Will the world’s fastest supercomputer please stand up?
TRITON Supercomputer at the University of Miami
In high school, as in tech, superlatives are important. Or maybe they just feel important in the moment. With the breakneck pace of the AI computing infrastructure buildout, it’s becoming increasingly difficult to keep track of who has the biggest, fastest, or most powerful supercomputer — especially when multiple companies claim the title at once.
“We delivered the world’s largest and fastest AI supercomputer, scaling up to 65,000 Nvidia H200 GPUs,” Oracle CEO Safra Catz and Chairman, CTO, echoed by Founder Larry Ellison on the company’s Monday earnings call.
In late October, Nvidia proclaimed xAI’s Colossus as the “World’s Largest AI Supercomputer,” after Elon Musk’s firm reportedly built a computing cluster with 100,000 Nvidia graphics processing units in a matter of weeks. The plan is to expand to 1 million GPUs next, according to the Greater Memphis Chamber of Commerce (where the supercomputer is located.)
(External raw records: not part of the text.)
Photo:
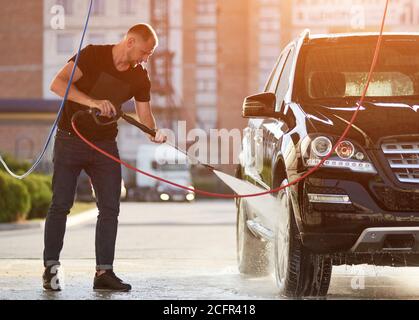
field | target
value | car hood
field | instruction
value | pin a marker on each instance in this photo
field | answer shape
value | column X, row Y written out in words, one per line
column 374, row 120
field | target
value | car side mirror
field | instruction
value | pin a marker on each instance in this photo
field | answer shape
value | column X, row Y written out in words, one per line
column 260, row 106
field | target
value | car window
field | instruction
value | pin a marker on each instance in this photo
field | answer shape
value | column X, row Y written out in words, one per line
column 277, row 72
column 340, row 70
column 284, row 81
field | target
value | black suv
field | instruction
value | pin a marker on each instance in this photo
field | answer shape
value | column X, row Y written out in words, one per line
column 362, row 205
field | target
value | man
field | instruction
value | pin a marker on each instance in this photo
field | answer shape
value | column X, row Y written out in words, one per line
column 106, row 75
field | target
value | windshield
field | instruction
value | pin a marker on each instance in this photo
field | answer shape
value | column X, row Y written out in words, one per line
column 339, row 69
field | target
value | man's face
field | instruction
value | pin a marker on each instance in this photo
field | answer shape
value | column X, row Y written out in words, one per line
column 139, row 50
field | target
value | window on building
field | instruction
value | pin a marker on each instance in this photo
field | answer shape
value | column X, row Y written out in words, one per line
column 127, row 7
column 96, row 38
column 65, row 43
column 98, row 8
column 67, row 5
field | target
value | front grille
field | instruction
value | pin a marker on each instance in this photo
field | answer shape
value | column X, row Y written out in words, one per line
column 394, row 200
column 403, row 158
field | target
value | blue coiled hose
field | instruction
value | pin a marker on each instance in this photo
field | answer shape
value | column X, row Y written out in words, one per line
column 38, row 160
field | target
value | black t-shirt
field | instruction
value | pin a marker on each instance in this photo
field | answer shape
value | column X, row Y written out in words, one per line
column 102, row 81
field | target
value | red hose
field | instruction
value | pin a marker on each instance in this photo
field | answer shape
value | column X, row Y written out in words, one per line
column 308, row 173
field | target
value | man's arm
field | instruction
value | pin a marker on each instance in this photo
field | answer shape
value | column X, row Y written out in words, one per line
column 59, row 86
column 146, row 117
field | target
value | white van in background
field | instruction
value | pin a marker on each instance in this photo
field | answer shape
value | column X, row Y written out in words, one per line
column 167, row 163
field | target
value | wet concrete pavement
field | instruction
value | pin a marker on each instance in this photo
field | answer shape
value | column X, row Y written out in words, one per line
column 173, row 251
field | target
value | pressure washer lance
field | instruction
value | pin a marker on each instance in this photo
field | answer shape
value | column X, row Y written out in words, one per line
column 96, row 112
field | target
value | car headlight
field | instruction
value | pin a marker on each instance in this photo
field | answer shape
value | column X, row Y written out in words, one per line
column 321, row 146
column 348, row 155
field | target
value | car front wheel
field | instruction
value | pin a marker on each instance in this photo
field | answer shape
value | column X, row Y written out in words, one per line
column 298, row 272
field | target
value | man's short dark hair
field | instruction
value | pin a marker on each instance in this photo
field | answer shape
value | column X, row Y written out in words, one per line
column 145, row 31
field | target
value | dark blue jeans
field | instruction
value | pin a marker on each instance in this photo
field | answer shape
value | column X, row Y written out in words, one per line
column 71, row 155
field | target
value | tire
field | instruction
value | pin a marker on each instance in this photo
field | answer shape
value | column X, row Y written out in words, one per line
column 298, row 272
column 253, row 254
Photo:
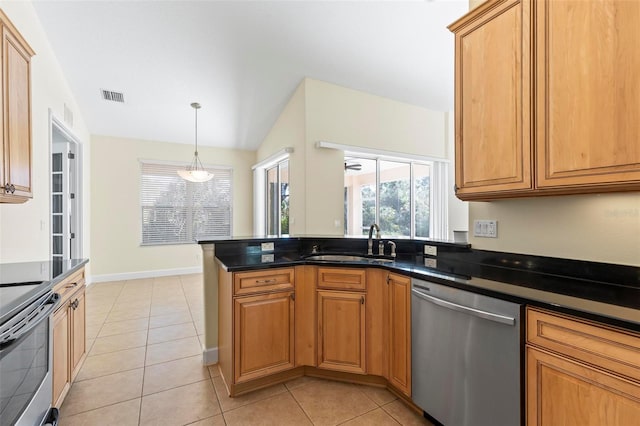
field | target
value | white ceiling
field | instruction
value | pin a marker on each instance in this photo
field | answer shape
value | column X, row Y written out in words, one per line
column 242, row 60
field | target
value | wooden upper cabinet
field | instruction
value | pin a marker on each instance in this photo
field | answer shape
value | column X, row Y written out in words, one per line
column 588, row 91
column 493, row 98
column 15, row 123
column 547, row 98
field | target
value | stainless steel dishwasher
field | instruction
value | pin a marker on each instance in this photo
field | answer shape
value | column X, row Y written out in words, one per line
column 466, row 356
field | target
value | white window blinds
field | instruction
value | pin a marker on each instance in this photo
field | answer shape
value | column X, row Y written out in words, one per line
column 175, row 211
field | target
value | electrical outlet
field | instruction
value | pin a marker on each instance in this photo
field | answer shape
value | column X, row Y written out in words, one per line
column 431, row 250
column 485, row 228
column 430, row 263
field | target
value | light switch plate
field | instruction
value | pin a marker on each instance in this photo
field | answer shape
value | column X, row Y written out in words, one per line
column 485, row 228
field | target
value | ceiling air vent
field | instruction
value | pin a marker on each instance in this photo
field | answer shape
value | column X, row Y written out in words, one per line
column 109, row 95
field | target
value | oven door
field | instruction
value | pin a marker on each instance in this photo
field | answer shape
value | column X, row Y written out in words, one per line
column 25, row 364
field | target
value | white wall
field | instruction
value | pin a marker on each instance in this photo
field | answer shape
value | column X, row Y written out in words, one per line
column 320, row 111
column 289, row 131
column 24, row 228
column 458, row 210
column 116, row 216
column 599, row 228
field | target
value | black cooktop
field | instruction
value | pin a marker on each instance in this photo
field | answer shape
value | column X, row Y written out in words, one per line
column 21, row 283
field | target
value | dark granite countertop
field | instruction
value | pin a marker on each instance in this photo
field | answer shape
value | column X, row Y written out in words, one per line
column 21, row 283
column 614, row 300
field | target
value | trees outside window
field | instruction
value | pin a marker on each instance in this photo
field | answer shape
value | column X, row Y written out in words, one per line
column 394, row 194
column 277, row 199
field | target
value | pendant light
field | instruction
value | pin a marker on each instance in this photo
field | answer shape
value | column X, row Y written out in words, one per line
column 195, row 172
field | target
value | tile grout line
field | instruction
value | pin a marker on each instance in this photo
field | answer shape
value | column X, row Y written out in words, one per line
column 298, row 402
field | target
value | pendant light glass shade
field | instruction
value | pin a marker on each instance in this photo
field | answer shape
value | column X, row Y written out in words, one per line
column 195, row 172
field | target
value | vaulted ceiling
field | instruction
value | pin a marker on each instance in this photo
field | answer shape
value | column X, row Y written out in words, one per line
column 242, row 60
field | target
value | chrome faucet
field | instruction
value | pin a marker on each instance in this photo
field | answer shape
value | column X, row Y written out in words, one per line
column 370, row 243
column 393, row 248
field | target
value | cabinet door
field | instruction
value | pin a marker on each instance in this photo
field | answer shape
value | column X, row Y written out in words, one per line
column 564, row 392
column 78, row 335
column 400, row 332
column 61, row 376
column 341, row 331
column 17, row 113
column 493, row 100
column 263, row 335
column 588, row 93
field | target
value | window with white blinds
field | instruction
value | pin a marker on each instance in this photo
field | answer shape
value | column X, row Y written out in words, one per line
column 175, row 211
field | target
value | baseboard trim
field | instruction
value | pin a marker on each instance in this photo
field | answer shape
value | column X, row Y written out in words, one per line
column 209, row 356
column 144, row 274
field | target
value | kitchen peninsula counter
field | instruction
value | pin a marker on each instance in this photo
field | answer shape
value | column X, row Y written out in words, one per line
column 603, row 292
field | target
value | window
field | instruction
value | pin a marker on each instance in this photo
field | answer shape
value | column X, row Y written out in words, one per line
column 271, row 192
column 277, row 199
column 397, row 194
column 175, row 211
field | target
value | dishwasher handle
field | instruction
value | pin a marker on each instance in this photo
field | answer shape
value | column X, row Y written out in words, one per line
column 465, row 309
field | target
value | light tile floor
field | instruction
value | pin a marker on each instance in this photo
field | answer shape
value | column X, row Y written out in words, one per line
column 143, row 367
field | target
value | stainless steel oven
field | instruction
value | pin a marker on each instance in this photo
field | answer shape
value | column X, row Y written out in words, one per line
column 25, row 356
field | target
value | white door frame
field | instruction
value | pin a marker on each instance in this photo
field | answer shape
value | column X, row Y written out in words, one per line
column 61, row 127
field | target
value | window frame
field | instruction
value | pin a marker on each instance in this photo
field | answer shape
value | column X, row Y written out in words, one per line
column 277, row 166
column 188, row 205
column 260, row 189
column 438, row 192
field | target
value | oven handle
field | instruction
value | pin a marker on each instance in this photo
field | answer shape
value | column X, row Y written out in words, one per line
column 23, row 327
column 465, row 309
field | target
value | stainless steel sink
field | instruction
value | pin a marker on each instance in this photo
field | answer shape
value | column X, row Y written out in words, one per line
column 347, row 258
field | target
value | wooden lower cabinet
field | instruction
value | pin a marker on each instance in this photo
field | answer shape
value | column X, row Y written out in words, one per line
column 400, row 332
column 341, row 331
column 561, row 391
column 579, row 372
column 61, row 338
column 350, row 324
column 69, row 343
column 264, row 336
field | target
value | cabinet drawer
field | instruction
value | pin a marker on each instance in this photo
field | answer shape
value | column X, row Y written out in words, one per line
column 262, row 281
column 610, row 348
column 68, row 286
column 342, row 278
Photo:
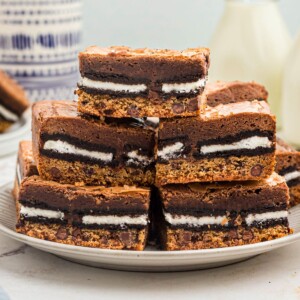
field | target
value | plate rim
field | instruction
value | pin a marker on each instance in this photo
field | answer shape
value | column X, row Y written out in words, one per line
column 163, row 254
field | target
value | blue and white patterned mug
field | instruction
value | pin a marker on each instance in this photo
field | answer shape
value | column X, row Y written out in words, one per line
column 39, row 43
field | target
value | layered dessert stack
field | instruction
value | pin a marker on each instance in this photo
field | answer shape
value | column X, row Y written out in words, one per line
column 215, row 172
column 87, row 176
column 95, row 159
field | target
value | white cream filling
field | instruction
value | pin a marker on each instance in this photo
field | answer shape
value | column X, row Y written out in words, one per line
column 248, row 143
column 292, row 175
column 195, row 221
column 66, row 148
column 19, row 177
column 115, row 220
column 7, row 114
column 169, row 151
column 134, row 156
column 111, row 86
column 251, row 218
column 183, row 87
column 44, row 213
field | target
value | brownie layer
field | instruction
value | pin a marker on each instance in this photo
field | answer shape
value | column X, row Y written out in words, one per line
column 130, row 239
column 116, row 200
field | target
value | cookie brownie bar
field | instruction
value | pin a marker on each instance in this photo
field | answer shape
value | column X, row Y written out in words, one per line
column 113, row 218
column 13, row 101
column 232, row 139
column 70, row 148
column 123, row 82
column 25, row 165
column 213, row 215
column 288, row 166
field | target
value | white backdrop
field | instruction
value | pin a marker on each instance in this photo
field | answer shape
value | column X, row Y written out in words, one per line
column 162, row 23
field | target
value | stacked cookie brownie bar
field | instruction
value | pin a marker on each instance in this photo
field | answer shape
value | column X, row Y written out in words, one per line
column 144, row 122
column 13, row 101
column 215, row 172
column 92, row 216
column 123, row 82
column 95, row 159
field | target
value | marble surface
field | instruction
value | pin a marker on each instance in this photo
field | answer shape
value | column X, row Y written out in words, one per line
column 27, row 273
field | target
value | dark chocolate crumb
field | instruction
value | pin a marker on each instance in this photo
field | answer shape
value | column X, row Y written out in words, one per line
column 109, row 111
column 125, row 238
column 178, row 108
column 133, row 111
column 55, row 173
column 76, row 233
column 192, row 105
column 247, row 235
column 256, row 170
column 62, row 233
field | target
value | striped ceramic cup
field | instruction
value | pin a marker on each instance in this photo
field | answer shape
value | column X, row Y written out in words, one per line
column 39, row 42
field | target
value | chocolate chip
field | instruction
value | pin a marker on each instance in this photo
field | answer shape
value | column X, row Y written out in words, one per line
column 85, row 237
column 109, row 111
column 192, row 105
column 133, row 111
column 104, row 241
column 186, row 237
column 76, row 233
column 232, row 234
column 55, row 173
column 247, row 235
column 178, row 108
column 88, row 171
column 125, row 238
column 256, row 170
column 62, row 233
column 100, row 104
The good ole days of supercomputing are gone
It used to be simpler. “Supercomputers” were most commonly found in research settings. Naturally, there’s an official list ranking supercomputers. Until recently the world’s most powerful supercomputer was named El Capitan. Housed at the Lawrence Livermore National Laboratory in California 11 million CPUs and GPUs from Nvidia-rival AMD add up to 1.742 Exaflops of computing capacity. (One exaflop is equal to one quintillion, or a billion billions, operations per second.)
“The biggest computers don’t get put on the list,” Dylan Patel, chief analyst at Semianalysis, told B-17. “Your competitor shouldn’t know exactly what you have,” he continued. The 65,000-GPU supercluster Oracle executives were praising can reach up to 65 exaflops, according to the company.
It’s safe to assume, Patel said, that Nvidia’s largest customers, Meta, Microsoft, and xAI also have the largest, most powerful clusters. Nvidia CFO Colette Cress said 200 fresh exaflops of Nvidia computing would be online by the end of this year — across nine different supercomputers — on Nvidia’s May earnings call.
Going forward, it’s going to be harder to determine whose clusters are the biggest at any given moment — and even harder to tell whose are the most powerful — no matter how much CEOs may brag.
It’s not the size of the cluster — it’s how you use it
On Monday’s call, Ellison was asked, if the size of these gigantic clusters is actually generating better model performance.
He said larger clusters and faster GPUs are elements that speed up model training. Another is networking it all together. “So the GPU clusters aren’t sitting there waiting for the data,” Ellison said Monday.
Thus, the number of GPUs in a cluster isn’t the only factor in the computing power calculation. Networking and programming are important too. “Exaflops” are a result of the whole package so unless companies provide them, experts can only estimate.
What’s certain is that more advanced models — the kind that consider their own thinking and check their work before answering queries — require more compute than their relatives of earlier generations. So training increasingly impressive models may indeed require an arms race of sorts.
But an enormous AI arsenal doesn’t automatically lead to better or more useful tools.
Sri Ambati, CEO of open-source AI platform H2O.ai, said cloud providers may want to flex their cluster size for sales reasons, but given some (albeit slow) diversification of AI hardware and the rise of smaller, more efficient models, cluster size isn’t the end all be all.
Power efficiency too, is a hugely important indicator for AI computing since energy is an enormous operational expense in AI. But it gets lost in the measuring contest.
Nvidia declined to comment. Oracle did not respond to a request for comment in time for publication.